Doron majored in criminal justice and criminology at Maryland.

==Maryland statistics==
Source

| Year | Team | GP | Points | FG% | 3P% | FT% | RPG | APG | SPG | BPG | PPG |
|---|---|---|---|---|---|---|---|---|---|---|---|
| 2003-04 | Maryland | 30 | 405 | 37.0 | 33.8 | 77.3 | 3.7 | 2.2 | 1.3 | 0.0 | 13.5 |
| 2004-05 | Maryland | 32 | 562 | 42.6 | 28.7 | 79.7 | 4.4 | 3.2 | 2.0 | 0.3 | 17.6 |
| 2005-06 | Maryland | 38 | 511 | 39.9 | 38.4 | 82.8 | 3.8 | 3.9 | 1.8 | 0.3 | 13.4 |
| 2006-07 | Maryland | 34 | 400 | 44.6 | 34.1 | 82.6 | 4.0 | 2.7 | 1.6 | 0.1 | 11.8 |
| Career | Maryland | 134 | 1878 | 41.1 | 33.8 | 80.3 | 4.0 | 3.1 | 1.7 | 0.2 | 14.0 |

==International career==
In the summer of 2003, Doron played for Israel's national team. In 2005, Doron guided the Under-20 Israeli National Team to the Division B European Championship title in Brno, Czech Republic, the first-ever international tournament title for an Israeli women's team. She averaged a tournament-best 24.7 ppg, and received Most Valuable Player honors.

She was the first Israeli to be named MVP of the European National Tournament, and was also the MVP of the qualifying round played in Turkey.

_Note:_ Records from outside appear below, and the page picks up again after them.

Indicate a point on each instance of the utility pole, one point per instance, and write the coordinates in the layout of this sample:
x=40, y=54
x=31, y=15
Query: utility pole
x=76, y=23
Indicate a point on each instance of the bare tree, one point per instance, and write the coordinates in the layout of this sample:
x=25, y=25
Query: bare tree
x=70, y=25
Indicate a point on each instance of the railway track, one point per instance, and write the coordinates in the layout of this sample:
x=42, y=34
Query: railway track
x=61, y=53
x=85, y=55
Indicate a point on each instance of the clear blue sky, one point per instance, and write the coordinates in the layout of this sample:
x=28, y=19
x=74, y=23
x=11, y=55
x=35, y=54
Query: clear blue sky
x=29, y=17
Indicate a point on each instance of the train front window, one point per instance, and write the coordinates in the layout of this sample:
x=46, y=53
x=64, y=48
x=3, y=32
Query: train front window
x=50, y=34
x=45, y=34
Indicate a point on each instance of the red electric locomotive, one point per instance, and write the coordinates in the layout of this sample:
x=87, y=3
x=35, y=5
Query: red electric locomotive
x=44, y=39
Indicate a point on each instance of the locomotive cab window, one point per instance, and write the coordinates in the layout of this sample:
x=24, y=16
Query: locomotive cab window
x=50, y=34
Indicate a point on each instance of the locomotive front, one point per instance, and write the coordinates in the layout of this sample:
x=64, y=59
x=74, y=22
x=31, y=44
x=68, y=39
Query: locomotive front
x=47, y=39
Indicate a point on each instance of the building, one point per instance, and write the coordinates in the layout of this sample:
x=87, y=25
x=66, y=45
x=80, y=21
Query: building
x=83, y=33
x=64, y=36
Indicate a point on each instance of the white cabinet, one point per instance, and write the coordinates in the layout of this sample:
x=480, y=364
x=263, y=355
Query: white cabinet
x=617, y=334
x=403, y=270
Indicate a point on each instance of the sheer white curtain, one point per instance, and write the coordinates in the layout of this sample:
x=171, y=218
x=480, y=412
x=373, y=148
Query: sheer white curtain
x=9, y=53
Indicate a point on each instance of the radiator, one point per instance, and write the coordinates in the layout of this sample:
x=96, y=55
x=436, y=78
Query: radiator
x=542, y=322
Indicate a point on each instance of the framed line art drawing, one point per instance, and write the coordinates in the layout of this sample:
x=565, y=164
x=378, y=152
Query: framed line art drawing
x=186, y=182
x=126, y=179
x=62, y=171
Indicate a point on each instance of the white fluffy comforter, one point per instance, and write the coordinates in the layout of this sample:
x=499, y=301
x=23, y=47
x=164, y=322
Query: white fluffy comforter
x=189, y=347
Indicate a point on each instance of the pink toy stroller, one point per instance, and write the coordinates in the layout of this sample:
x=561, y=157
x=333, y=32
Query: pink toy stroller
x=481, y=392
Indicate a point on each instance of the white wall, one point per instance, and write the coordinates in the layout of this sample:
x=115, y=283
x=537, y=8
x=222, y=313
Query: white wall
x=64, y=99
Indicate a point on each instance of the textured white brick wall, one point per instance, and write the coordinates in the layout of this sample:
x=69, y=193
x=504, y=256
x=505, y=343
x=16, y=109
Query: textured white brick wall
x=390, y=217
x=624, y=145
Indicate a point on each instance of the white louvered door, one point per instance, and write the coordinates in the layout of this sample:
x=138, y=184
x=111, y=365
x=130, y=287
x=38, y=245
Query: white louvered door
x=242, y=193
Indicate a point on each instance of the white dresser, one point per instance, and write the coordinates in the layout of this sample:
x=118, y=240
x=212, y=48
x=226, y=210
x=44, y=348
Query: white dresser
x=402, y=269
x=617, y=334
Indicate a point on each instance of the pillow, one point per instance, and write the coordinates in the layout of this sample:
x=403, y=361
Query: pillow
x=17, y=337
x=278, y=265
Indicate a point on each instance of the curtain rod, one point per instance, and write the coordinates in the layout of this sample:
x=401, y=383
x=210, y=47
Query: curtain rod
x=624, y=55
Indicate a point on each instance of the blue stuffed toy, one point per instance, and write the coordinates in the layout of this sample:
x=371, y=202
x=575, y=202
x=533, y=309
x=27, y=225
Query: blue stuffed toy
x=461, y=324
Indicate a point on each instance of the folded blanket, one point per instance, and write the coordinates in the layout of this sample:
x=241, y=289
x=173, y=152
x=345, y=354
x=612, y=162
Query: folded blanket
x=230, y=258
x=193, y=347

In 2005, she competed in the 2005 Maccabiah Games in Israel, where she led the US to a 5–0 record and a gold medal. She was selected Maccabiah MVP, her second tournament honor that summer.

==Professional career==

=== WNBA ===
Doron was drafted by the WNBA's New York Liberty with the 16th pick in April 2007. Assigned jersey # 2, she saw game action only seven times in the 2007 regular season, totaling 10 points and 3 rebounds in 35 minutes of play. Doron also played limited minutes during the Liberty's 2007 playoff appearances.

After Shay Doron finished a successful season in Israel she has decided to take a few months off and to leave the New York Liberty before the beginning of the 2008 WNBA season. The New York Liberty approved her request on May 9, 2008.

=== European leagues ===
Doron played for defending champion Elitzur Ramla in the Israeli league during the 2007–2008 WNBA off-season.
Ramla reached of the EuroCup Women competition on 2010–11 season, then went on to win the Israeli league title.

In 2010, she played for Municipal MCM Târgovişte in the Romanian League. She was competing with her club also in the EuroCup.

Shay Doron made her first return in the Israeli league in 2010 after she ended her contract in Romania and finally in 2014 after ending her contract in Turkey.